Le don 4/7
— Exactement.
— Dans le monde sapiens, continua Fanchon, nous ferions la différence entre le sang pur ou le métissage. Cette notion n’existe pas ici, mais si nous nous arrêtons d’un point de vue purement génétique, c’est de cela dont il est question.
— Comme la mule qui ne peut se reproduire.
— Oui. Tu as trouvé le bon exemple. Un âne et un cheval sont deux équidés. Quand tu les regardes de loin, il n’y a pas de différences. Pourtant la femelle de l’un ne peut enfanter naturellement du mâle de l’autre. La nature notre mère l’a permis dans ce monde. Nul ne sait pourquoi une telle chose a été possible, mais au vu de ce qui se passe chez sapiens, c’est peut-être ce qui va nous permettre de sauver notre espèce dans ce monde-ci. Pas besoin de biologistes pour savoir pourquoi deux personnes ne peuvent pas procréer ensemble, alors qu’ils ont déjà eu des enfants.

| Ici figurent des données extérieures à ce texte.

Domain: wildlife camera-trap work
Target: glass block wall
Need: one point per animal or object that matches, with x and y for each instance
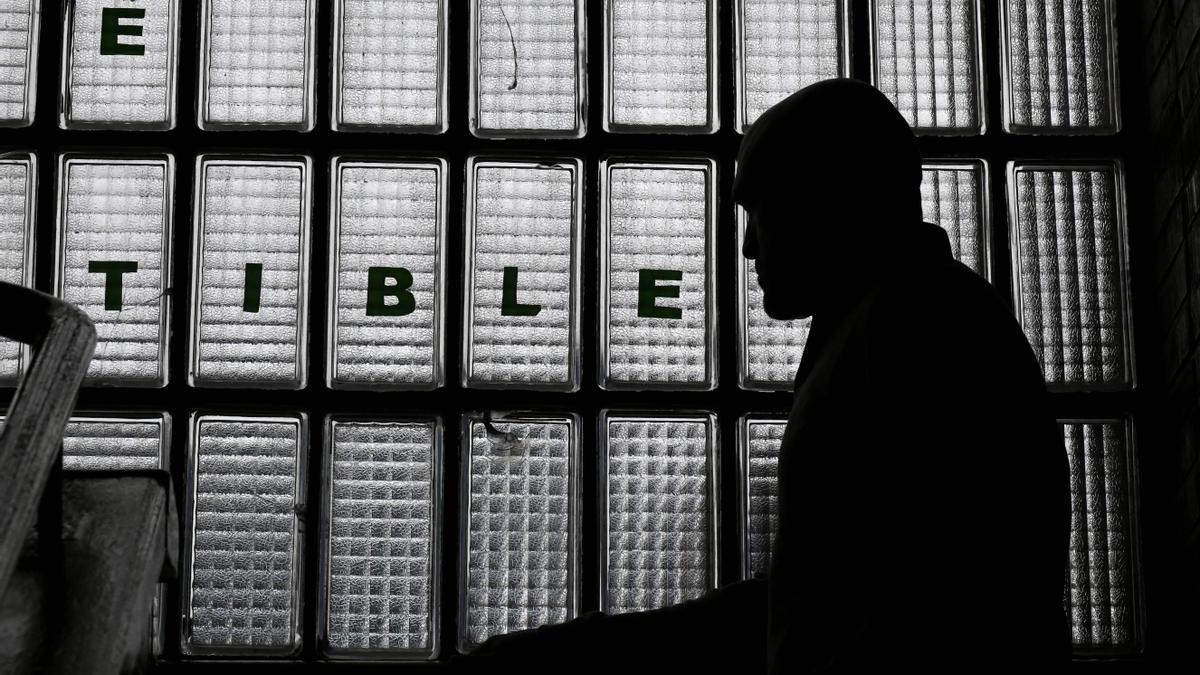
(436, 311)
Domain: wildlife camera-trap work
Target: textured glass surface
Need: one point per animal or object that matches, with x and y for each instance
(17, 180)
(523, 217)
(785, 46)
(390, 64)
(659, 537)
(657, 219)
(1060, 73)
(19, 22)
(257, 63)
(519, 511)
(251, 214)
(769, 348)
(1101, 583)
(760, 460)
(1069, 269)
(952, 196)
(927, 60)
(382, 538)
(114, 226)
(527, 66)
(243, 575)
(387, 215)
(135, 84)
(659, 71)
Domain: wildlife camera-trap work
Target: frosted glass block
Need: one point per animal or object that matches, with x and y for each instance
(659, 481)
(241, 573)
(1060, 66)
(117, 443)
(18, 191)
(658, 276)
(768, 350)
(520, 531)
(387, 293)
(660, 65)
(250, 282)
(390, 65)
(379, 567)
(783, 46)
(120, 65)
(523, 240)
(927, 61)
(257, 64)
(954, 196)
(528, 72)
(1101, 579)
(759, 444)
(19, 29)
(1069, 270)
(114, 261)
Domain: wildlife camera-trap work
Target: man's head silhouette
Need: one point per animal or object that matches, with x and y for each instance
(829, 178)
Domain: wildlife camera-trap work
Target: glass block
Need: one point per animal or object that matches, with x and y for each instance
(520, 531)
(387, 303)
(1060, 66)
(241, 572)
(379, 554)
(660, 537)
(528, 67)
(250, 282)
(954, 195)
(390, 65)
(523, 256)
(1069, 270)
(658, 275)
(768, 350)
(927, 61)
(120, 60)
(19, 29)
(18, 192)
(660, 66)
(114, 261)
(759, 441)
(257, 64)
(1101, 579)
(783, 46)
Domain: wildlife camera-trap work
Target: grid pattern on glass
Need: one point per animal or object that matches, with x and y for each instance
(389, 65)
(120, 64)
(927, 60)
(382, 538)
(527, 77)
(657, 275)
(114, 262)
(1069, 272)
(523, 261)
(784, 46)
(1060, 72)
(520, 547)
(760, 460)
(243, 573)
(18, 177)
(1099, 585)
(250, 281)
(257, 64)
(19, 25)
(953, 195)
(769, 350)
(660, 65)
(659, 539)
(387, 276)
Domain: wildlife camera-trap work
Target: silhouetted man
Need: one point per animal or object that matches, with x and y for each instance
(923, 484)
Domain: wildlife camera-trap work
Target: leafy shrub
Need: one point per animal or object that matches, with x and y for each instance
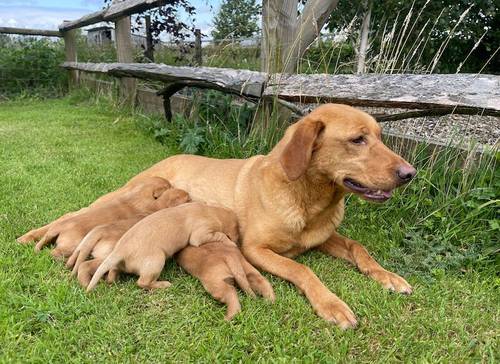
(31, 66)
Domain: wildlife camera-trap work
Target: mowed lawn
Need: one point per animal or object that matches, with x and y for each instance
(56, 156)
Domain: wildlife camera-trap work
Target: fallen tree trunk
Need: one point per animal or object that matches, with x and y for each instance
(240, 82)
(23, 31)
(409, 91)
(440, 94)
(115, 11)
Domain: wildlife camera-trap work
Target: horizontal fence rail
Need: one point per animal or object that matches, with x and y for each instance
(242, 82)
(115, 11)
(436, 94)
(23, 31)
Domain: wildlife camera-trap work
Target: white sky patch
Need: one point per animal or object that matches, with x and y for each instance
(37, 17)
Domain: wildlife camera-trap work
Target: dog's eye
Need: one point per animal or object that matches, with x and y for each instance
(358, 140)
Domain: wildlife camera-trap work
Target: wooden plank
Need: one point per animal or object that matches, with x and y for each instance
(115, 11)
(462, 93)
(198, 56)
(130, 7)
(71, 55)
(480, 92)
(88, 19)
(241, 82)
(23, 31)
(124, 52)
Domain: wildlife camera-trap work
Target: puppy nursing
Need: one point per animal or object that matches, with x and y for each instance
(217, 266)
(144, 248)
(149, 196)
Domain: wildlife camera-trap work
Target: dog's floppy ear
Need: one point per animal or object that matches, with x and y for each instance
(158, 191)
(297, 153)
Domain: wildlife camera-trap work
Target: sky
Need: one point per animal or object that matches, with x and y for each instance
(48, 14)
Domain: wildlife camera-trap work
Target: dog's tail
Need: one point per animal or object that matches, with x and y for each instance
(33, 235)
(49, 236)
(109, 263)
(84, 249)
(239, 275)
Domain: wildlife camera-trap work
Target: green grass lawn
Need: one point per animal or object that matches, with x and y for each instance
(57, 156)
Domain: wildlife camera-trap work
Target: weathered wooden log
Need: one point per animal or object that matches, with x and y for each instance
(240, 82)
(435, 94)
(22, 31)
(115, 11)
(129, 7)
(88, 19)
(480, 92)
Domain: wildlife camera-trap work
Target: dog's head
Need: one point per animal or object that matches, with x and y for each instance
(344, 145)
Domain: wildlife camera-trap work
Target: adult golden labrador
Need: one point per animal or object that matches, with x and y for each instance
(292, 199)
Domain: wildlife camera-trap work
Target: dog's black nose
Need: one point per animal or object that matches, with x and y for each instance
(406, 172)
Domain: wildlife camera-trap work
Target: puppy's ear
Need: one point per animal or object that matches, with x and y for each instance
(297, 153)
(158, 191)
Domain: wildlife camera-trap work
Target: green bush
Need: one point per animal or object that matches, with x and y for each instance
(31, 66)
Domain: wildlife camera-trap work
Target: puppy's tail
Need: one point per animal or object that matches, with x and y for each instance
(84, 249)
(239, 275)
(33, 235)
(49, 236)
(109, 263)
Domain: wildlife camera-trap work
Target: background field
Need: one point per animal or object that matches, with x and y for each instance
(59, 155)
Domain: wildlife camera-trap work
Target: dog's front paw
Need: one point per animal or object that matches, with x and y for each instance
(391, 281)
(26, 239)
(333, 309)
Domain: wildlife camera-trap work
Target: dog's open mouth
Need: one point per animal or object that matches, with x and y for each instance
(365, 192)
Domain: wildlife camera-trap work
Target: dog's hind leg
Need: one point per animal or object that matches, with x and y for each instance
(257, 281)
(355, 253)
(150, 272)
(112, 275)
(224, 292)
(46, 239)
(86, 270)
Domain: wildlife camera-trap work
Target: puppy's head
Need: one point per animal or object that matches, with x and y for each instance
(229, 223)
(150, 188)
(172, 197)
(344, 145)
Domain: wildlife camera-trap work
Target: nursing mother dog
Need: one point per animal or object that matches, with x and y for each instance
(292, 199)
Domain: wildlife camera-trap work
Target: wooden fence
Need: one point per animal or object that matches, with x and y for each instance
(425, 94)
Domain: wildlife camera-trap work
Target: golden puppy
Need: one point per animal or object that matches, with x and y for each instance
(217, 266)
(145, 247)
(292, 199)
(145, 198)
(101, 240)
(37, 234)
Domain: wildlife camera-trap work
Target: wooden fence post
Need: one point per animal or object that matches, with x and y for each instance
(198, 56)
(149, 53)
(70, 54)
(124, 51)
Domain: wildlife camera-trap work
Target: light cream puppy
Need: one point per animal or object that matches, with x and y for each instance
(101, 240)
(219, 267)
(145, 198)
(145, 247)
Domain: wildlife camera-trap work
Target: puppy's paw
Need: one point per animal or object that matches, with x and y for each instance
(391, 281)
(333, 309)
(26, 239)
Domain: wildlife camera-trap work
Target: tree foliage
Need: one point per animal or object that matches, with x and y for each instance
(236, 19)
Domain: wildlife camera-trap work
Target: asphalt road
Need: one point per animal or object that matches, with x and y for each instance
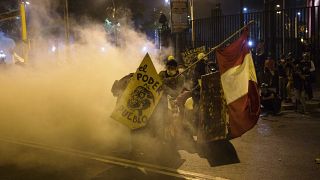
(279, 147)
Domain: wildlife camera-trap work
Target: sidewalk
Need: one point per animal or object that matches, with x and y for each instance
(312, 105)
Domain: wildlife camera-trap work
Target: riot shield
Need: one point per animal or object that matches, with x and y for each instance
(213, 123)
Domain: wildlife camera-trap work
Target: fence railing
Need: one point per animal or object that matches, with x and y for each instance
(283, 30)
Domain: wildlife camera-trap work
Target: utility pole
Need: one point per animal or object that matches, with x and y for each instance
(283, 26)
(241, 13)
(24, 33)
(192, 22)
(66, 19)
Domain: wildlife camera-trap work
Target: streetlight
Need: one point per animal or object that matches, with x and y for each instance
(245, 9)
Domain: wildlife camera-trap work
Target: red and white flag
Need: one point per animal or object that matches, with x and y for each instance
(239, 83)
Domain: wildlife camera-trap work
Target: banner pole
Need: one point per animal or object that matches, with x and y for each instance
(216, 47)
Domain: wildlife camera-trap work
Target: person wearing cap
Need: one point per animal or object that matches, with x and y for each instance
(282, 78)
(269, 100)
(172, 87)
(200, 69)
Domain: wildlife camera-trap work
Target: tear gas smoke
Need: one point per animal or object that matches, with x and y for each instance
(63, 95)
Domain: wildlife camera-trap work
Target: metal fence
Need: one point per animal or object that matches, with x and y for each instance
(283, 31)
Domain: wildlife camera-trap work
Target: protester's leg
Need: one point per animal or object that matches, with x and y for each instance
(297, 94)
(308, 89)
(303, 100)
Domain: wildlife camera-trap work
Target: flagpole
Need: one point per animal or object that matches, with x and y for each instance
(216, 47)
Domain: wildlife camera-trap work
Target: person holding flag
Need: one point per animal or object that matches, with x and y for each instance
(239, 83)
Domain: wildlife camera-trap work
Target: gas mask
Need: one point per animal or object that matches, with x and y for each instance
(171, 72)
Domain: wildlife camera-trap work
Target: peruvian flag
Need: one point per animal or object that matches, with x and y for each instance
(239, 83)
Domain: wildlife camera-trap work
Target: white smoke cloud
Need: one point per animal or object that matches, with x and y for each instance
(62, 96)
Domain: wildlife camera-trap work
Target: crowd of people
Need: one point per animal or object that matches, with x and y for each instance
(178, 90)
(287, 80)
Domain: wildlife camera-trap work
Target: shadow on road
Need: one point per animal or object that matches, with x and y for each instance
(219, 153)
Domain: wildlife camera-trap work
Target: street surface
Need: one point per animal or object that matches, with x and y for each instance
(279, 147)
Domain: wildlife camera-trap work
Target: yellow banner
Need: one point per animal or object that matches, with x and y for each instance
(190, 56)
(140, 98)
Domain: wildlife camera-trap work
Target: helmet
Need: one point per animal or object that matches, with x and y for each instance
(202, 56)
(264, 85)
(172, 63)
(171, 58)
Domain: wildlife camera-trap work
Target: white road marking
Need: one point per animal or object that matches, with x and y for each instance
(113, 160)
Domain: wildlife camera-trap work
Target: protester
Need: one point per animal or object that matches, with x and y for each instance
(167, 108)
(261, 57)
(269, 100)
(307, 71)
(282, 78)
(299, 87)
(119, 86)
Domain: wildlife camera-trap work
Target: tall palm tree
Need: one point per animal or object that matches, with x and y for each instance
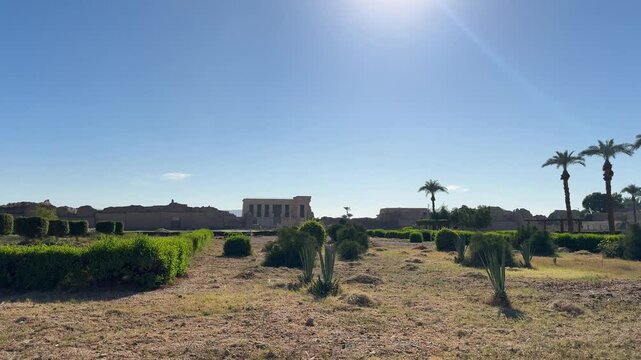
(563, 160)
(634, 192)
(608, 150)
(431, 187)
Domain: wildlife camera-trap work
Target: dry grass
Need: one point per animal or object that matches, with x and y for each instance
(438, 310)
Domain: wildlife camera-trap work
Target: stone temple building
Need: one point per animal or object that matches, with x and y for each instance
(273, 213)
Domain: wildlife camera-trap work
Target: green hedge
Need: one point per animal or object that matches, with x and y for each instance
(31, 227)
(6, 224)
(106, 227)
(237, 245)
(574, 241)
(138, 260)
(58, 228)
(78, 228)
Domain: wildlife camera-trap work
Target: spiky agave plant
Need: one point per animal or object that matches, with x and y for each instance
(494, 265)
(327, 285)
(307, 257)
(527, 253)
(461, 245)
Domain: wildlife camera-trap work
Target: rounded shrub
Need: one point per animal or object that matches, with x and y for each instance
(316, 230)
(119, 228)
(31, 227)
(285, 250)
(446, 240)
(632, 243)
(416, 237)
(481, 243)
(237, 245)
(106, 227)
(58, 228)
(78, 228)
(6, 224)
(349, 250)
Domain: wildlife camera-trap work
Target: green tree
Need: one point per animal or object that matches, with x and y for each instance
(431, 187)
(608, 150)
(634, 192)
(563, 160)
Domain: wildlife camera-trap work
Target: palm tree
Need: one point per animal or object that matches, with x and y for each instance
(563, 160)
(634, 191)
(431, 187)
(608, 150)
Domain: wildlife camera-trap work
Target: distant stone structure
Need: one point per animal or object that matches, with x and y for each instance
(174, 216)
(273, 213)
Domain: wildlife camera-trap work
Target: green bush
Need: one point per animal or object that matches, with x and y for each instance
(237, 245)
(138, 260)
(541, 243)
(416, 237)
(612, 246)
(106, 227)
(58, 228)
(119, 228)
(78, 228)
(31, 227)
(349, 250)
(446, 240)
(6, 224)
(632, 243)
(482, 243)
(285, 250)
(576, 242)
(316, 230)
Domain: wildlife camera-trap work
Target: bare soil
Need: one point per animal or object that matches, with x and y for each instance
(234, 308)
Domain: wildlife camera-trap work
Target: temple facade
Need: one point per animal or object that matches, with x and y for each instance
(273, 213)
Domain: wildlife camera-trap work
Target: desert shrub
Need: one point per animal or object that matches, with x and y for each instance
(446, 240)
(138, 260)
(119, 228)
(349, 250)
(78, 228)
(541, 243)
(106, 227)
(237, 245)
(326, 285)
(6, 224)
(316, 230)
(31, 227)
(285, 250)
(58, 228)
(416, 237)
(632, 243)
(612, 246)
(576, 242)
(480, 243)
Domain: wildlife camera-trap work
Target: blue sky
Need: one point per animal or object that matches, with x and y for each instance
(354, 102)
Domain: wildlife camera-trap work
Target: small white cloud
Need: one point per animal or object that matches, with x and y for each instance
(457, 188)
(175, 176)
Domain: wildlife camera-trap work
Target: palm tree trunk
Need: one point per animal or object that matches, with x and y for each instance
(568, 208)
(607, 177)
(433, 205)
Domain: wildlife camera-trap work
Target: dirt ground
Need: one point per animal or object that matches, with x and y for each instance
(399, 302)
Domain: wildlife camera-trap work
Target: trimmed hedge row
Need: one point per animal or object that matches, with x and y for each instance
(6, 224)
(574, 241)
(138, 260)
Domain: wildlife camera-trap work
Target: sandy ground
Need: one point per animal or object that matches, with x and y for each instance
(418, 304)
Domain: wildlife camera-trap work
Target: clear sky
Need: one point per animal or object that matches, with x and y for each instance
(354, 102)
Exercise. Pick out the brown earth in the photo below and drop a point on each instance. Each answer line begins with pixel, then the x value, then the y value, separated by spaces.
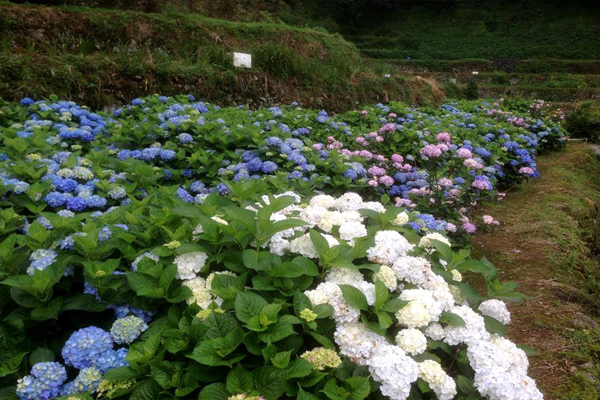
pixel 535 246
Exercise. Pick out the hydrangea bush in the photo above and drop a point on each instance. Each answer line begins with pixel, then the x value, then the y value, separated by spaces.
pixel 143 254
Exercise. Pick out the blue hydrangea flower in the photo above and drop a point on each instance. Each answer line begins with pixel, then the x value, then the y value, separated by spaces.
pixel 111 359
pixel 86 345
pixel 76 204
pixel 126 330
pixel 87 381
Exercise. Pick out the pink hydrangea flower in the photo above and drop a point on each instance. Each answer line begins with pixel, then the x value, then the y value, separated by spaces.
pixel 526 171
pixel 464 153
pixel 376 171
pixel 443 137
pixel 431 151
pixel 470 163
pixel 387 128
pixel 397 158
pixel 445 182
pixel 488 219
pixel 386 180
pixel 469 227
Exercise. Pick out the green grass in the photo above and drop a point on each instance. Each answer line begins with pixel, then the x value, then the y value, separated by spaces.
pixel 477 29
pixel 103 57
pixel 554 223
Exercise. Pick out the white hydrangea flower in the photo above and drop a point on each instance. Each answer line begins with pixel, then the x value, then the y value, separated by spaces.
pixel 368 290
pixel 323 200
pixel 304 246
pixel 357 342
pixel 389 246
pixel 201 295
pixel 353 216
pixel 331 219
pixel 456 275
pixel 435 331
pixel 441 291
pixel 278 245
pixel 495 309
pixel 426 243
pixel 473 331
pixel 344 276
pixel 349 230
pixel 373 206
pixel 189 264
pixel 421 309
pixel 443 385
pixel 394 370
pixel 212 275
pixel 348 202
pixel 497 353
pixel 401 219
pixel 387 276
pixel 499 385
pixel 412 341
pixel 413 270
pixel 313 214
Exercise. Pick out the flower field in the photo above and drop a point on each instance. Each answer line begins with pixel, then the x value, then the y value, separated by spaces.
pixel 176 249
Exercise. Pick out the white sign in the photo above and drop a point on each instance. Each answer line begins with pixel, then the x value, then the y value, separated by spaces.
pixel 242 60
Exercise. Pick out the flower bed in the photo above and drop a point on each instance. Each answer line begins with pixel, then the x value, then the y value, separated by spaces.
pixel 143 255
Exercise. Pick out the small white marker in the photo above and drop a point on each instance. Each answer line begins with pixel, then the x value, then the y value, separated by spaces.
pixel 242 60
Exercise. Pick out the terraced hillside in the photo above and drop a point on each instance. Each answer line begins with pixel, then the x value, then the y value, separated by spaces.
pixel 103 56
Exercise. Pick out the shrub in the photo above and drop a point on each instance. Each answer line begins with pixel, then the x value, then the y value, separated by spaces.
pixel 584 122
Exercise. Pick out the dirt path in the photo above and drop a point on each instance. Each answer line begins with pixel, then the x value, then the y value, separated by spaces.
pixel 543 244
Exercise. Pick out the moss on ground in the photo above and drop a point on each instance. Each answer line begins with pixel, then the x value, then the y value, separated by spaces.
pixel 549 242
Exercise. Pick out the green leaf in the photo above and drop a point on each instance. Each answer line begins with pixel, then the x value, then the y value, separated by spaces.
pixel 270 382
pixel 477 267
pixel 382 294
pixel 492 325
pixel 394 305
pixel 247 305
pixel 120 374
pixel 144 285
pixel 239 381
pixel 281 360
pixel 385 320
pixel 299 368
pixel 256 260
pixel 465 385
pixel 83 302
pixel 359 387
pixel 12 365
pixel 452 319
pixel 41 354
pixel 302 395
pixel 354 297
pixel 214 391
pixel 323 310
pixel 444 250
pixel 146 390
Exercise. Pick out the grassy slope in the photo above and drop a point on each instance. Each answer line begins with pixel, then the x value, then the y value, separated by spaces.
pixel 539 29
pixel 549 241
pixel 102 57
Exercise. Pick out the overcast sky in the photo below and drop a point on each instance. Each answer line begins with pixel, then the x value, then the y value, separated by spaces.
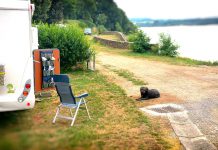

— Cela arrive aussi chez nous.
— Sauf que pour les hommes-loup, c’est différent, poursuivit Esteban.
— Arrive l’imprégnation.
— Exactement. Les loups des sapiens forment souvent des couples pour la vie. Les hommes-loup ont besoin de cette alchimie pour procréer.
— Sans cela…
— Pas d’enfant. Ils peuvent avoir la compagne qu’ils souhaitent. L’amour n’a rien à voir avec cet état. L’imprégnation est une force quasi mystique qui enlève à ceux qui la ressentent une partie de leur libre arbitre.
— C’est la raison pour laquelle Hawa est attirée par moi.
— Une partie d’elle sait qu’il faut s’accoupler avec toi si elle veut porter la vie, confirma l’Okami. Dans ce monde, l’ego n’a pas vraiment de sens. On ne fait pas de projets de carrière pour amasser des richesses. Être heureux ne veut rien dire. Nous le sommes tous naturellement. Quelque chose ne te convient pas, tu y mets fin.
— Aussi simple que ça ?
— Aussi simple que ça, répéta Fanchon. Hawa est poussée par le besoin de donner la vie, parce que le seul but de l’existence de tous les êtres vivants, dans ce monde comme dans l’autre, et pour n’importe quelle espèce, n’est pas d’amasser des biens matériels, mais de faire perdurer la vie. Tout le reste, c’est cadeau. Quand des humains se retrouvent avec un enfant mi-loup, il n’est pas rare qu’ils ne l’élèvent pas, ou que le couple se sépare. Les deux espèces sont trop différentes. Les hommes-dragon guident ces enfants, voire le parent et son enfant, vers une meute, où on les accueille à bras ouverts.
— Le parent ?
— Oui. Il n’y a pas de séparation homme femme comme chez les sapiens. Ce qui est vrai chez toi, ne l’est pas ici.
— Comme la lessive, ajouta Jack avec un rictus.
— Comme la lessive, s’en amusa Fanchon. À part cela, pas de contraintes dues à une hypothétique classe sociale, pas de racisme, ni de sexisme. Tout cela n’existe pas. Les joies, les rires, l’amitié, l’amour, le partage et j’en passe ; cadeau. Pas de métro, boulot, dodo ; pas de société de consommation ; de pouvoir d’achat. Tu as faim, manges. Tu as soif, bois. Tu as froid, prends ce vêtement bien chaud et viens te mettre près du feu. L’instinct maternel lui-même n’a pas besoin de lier une mère et son enfant. Pareil pour l’instinct paternel. L’amour est en chacun de nous, il est partout. La femme qui porte nourrira son bébé. Si c’est la voisine, c’est pareil. Nul ne peut retirer un enfant à sa mère, mais celle-ci n’ira jamais se plaindre de voir la communauté gérer ce qu’elle ne souhaite pas prendre comme sa charge.
— Comme dans une meute.
— Tout à fait. Une naissance est tellement rare, qu’il n’y a pas de contraception, pas d’avortement. Ici, ça n’a pas de sens. Les femmes enceintes sont peut-être un peu trop surprotégées, si tu compares à celles des sapiens, mais ce ne sont que quelques lunes qui passent si vite. Et puis, il y a peu de morts dues à une grossesse ou une naissance. C’est donc que tout est bien.